Comenzó a acercar su rostro un poco más al espejo. Levantó la mano derecha hacia la superficie de vidrio. No podía dejar de ver el reflejo de su cara; debía asegurarse que esos ojos eran realmente los suyos.
Una sombra comenzó a asomarse detrás de la mujer en el espejo y Luisa tuvo que mirar hacia arriba: era enorme, Luisa sintió que iba a desmayarse, su respiración se detuvo, los ojos se le abrieron. Tenía la mano a centímetros de la pantalla de cristal.

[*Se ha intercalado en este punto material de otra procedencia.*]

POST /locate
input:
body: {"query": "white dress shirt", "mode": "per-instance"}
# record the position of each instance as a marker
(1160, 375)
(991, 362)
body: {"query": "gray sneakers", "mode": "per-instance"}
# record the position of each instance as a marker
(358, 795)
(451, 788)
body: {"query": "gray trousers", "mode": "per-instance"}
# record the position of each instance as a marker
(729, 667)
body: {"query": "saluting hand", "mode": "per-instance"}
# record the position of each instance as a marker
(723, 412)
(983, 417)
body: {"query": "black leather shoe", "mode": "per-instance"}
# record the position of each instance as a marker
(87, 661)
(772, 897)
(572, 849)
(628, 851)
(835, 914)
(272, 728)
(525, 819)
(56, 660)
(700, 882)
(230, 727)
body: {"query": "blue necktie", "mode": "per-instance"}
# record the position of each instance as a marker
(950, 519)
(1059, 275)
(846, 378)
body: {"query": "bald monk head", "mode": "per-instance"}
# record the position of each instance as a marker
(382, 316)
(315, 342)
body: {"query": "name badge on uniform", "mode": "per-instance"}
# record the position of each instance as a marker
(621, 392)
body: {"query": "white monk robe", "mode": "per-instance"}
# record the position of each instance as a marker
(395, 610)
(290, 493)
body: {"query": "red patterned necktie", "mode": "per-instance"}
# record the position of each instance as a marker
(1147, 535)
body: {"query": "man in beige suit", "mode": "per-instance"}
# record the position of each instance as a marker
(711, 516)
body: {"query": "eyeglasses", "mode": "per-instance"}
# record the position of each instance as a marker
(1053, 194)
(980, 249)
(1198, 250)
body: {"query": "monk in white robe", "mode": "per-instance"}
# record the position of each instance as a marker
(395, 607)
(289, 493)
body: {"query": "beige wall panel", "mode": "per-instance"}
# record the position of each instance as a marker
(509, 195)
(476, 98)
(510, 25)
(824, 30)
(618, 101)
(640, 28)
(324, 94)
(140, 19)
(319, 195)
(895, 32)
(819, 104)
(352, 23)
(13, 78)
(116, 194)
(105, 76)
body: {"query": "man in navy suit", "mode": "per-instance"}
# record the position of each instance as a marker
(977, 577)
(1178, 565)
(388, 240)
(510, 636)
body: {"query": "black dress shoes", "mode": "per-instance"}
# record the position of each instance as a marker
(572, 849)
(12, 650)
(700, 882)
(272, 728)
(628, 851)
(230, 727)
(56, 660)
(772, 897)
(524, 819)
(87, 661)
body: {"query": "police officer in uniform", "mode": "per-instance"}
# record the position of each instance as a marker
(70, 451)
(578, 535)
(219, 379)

Un grito agudo cruzó el silencio de la habitación.
—¡Mamá! —chilló Eli. Luisa volvió la cabeza y solo alcanzó a ver sus manos en el piso cuando algo la arrastró hacia el corredor, entonces la puerta se cerró de un azotón.
Antes de poder hacer nada, alguien le sujeto la manó. Cuando se volvió, su reflejo ya no estaba en el cristal: frente a ella ahora se hallaba la figura oscura de una niña que la retenía con una fuerza impresionante. El tacto de esa garra le hizo sentir que la piel se le quemaba. Luisa comenzó a gritar. No le podía ver el rostro, pero estaba vestida igual que Eli.
Escuchó varios gritos viniendo desde afuera de la habitación.
—¡Mami, ayúdame! —clamaba su hija desde el otro lado de la puerta. Estaba llorando.
—¡Eli! —gritó Luisa, angustiada porque no podía zafarse del agarre de aquella cosa. El ente en la pantalla de cristal empezó a gruñir como animal, y jaló a la mujer hacia ella, hacia el espejo. Las luces empezaron a titilar y Luisa pudo ver el rostro de un hombre enojado mirándola a través del cristal. Después la casa entera se quedó a oscuras y la noche de ese lado del espejo se llenó de alaridos y llantos desesperados.
Después sólo hubo silencio.
Cuando Franco volvió en la madrugada, ebrio y de mal humor, consiguió la casa vacía. No encontró a Luisa ni a la pequeña Eli. Solo vio unos trastes a medio lavar en la cocina, el uniforme y la mochila de la niña en su habitación, y un vaso roto en el piso del baño de la segunda planta.